The scale of the global climate and energy challenge is unforgiving. Global energy demand has nearly doubled since 1980 and is set to double again by 2050, according to the International Energy Agency. Moreover, virtually all of the increase in energy demand is predicted to come from developing countries, which will use ever more energy inputs to sustain their rapid economic growth. At the same time, limiting the long-term global mean temperature rise to 2.0 to 2.4 degrees Celsius—the official target endorsed by the U.N Framework Convention on Climate Change—would require a 50% reduction in CO2 emissions below 1990 levels. In other words, global carbon emissions would have to fall from 35.6 Gt (the 2012 level of global emissions) to less than 11 Gt per year by the year 2050, and continue declining thereafter.
What does this mean in terms of energy supply? Let’s look at the numbers. First, the world would need to eliminate all coal and natural gas consumption and replace it with zero-carbon energy sources. In 2010, Electricity generation from fossil fuels totaled 14,446 terawatt hours (TWh), according to the International Energy Agency (IEA World Energy Outlook 2012, page 182). Replacing that electricity with nuclear power stations, for example, would require the construction of 2,065 new 1 gigawatt hours (GW) nuclear power plants (assuming a capacity factor of 80%). But given that electricity generation accounts for about 40% of all global CO2 emissions (IEA WEO 2012, page 263), this would not be enough to reach the climate target. Thus transportation, which accounts for 23% of global carbon emissions, would also need to be decarbonized, perhaps by using electric vehicles. This would necessitate hundreds of GW of new nuclear power stations.

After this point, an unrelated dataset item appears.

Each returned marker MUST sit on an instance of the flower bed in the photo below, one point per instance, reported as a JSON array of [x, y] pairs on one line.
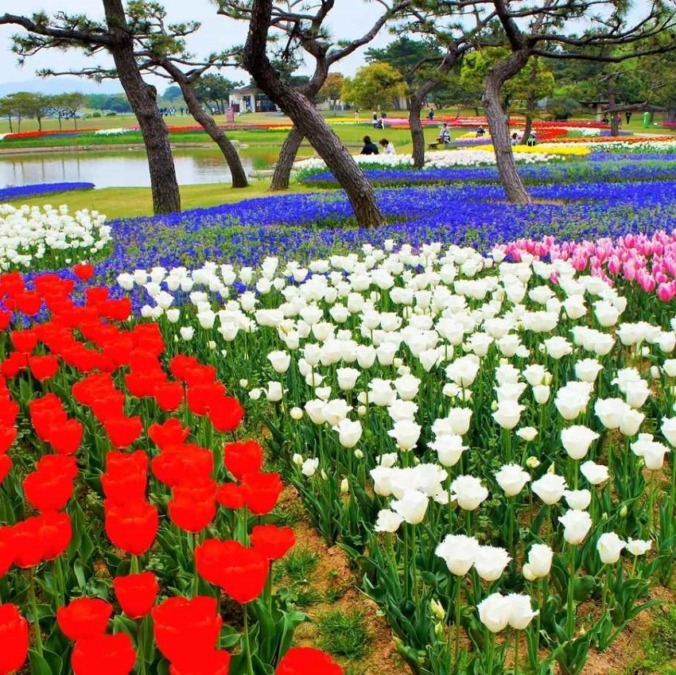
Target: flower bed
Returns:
[[40, 189], [490, 440], [35, 239], [120, 482]]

Yet this still does not take into account the expected growth in energy demand from now until 2050. Assuming that world electricity demand grows by 2% per year from 2010 (18,443 TWh) until 2050, the world would need 22,280 additional TWh of zero-carbon electricity, or the equivalent of an additional 3,180 nuclear power stations. Thus decarbonizing the electricity supply, which is only one component of the overall energy supply, would require the construction of 5,245 nuclear power plants, or about one new nuclear power plant every three days from now until 2050. If we were to include future consumption by the 1.5 billion people around the world who currently lack any access, the number would be larger still.
A similar analysis could be done using wind turbines—the world would need to construct 2.8 million 5 megawatt (MW) wind turbines from now until 2050, assuming 30% efficiency—or solar. The global solar photovoltaic (PV) industry reached a significant milestone in its 50-year history when cumulative global-installed solar PV reached 100 GW earlier this year. Yet to decarbonize the global electricity supply, the world would have to deploy 100 GW of PV panels every 66 days from now until 2050. Any way you cut it, the scale of the challenge is massive.

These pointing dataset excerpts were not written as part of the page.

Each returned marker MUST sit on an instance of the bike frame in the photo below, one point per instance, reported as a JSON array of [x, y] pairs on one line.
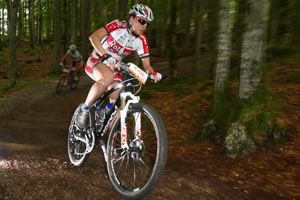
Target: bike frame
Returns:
[[121, 104]]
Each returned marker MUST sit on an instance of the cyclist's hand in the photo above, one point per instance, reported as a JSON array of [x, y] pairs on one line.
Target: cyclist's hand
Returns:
[[109, 60], [156, 76]]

So how is the world doing in its quest to decarbonize the global energy supply? Not so well. Even though renewable energy technologies, such as wind and solar PV, have been growing rapidly, progress in decarbonizing the global energy supply has stalled. According to the BP Statistical Review of 2013, the share of carbon-free energy in world energy consumption stood at 13%, essentially the same as its level in 1995.
It is certainly true that renewable energy technologies have started to expand in the electricity sector and are expected to continue to grow quickly in the coming decades. The IEA estimates that the share of renewable energy generation in the global electricity sector is expected to rise from 20% in 2011 to 25% in 2018, with the share of non-hydro renewables increasing from 4% to 8%.

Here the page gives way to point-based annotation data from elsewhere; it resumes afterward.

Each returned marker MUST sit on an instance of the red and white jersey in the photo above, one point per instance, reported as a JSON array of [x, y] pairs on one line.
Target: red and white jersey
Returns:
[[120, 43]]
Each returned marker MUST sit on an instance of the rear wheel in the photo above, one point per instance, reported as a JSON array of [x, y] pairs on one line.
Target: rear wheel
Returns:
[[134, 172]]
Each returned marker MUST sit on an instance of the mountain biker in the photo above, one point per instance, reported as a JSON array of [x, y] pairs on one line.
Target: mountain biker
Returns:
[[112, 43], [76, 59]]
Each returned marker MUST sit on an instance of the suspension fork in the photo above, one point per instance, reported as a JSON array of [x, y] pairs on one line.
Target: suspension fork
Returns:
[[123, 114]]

Yet clean energy continues to be outpaced by the growth in fossil fuels. Current rates of clean energy deployment are not sufficient to meet the international community’s target for climate stabilization. To achieve these goals, a much larger international effort must be pursued to research, develop and demonstrate new clean energy technologies and accelerate their introduction into the marketplace—the topic of a future post.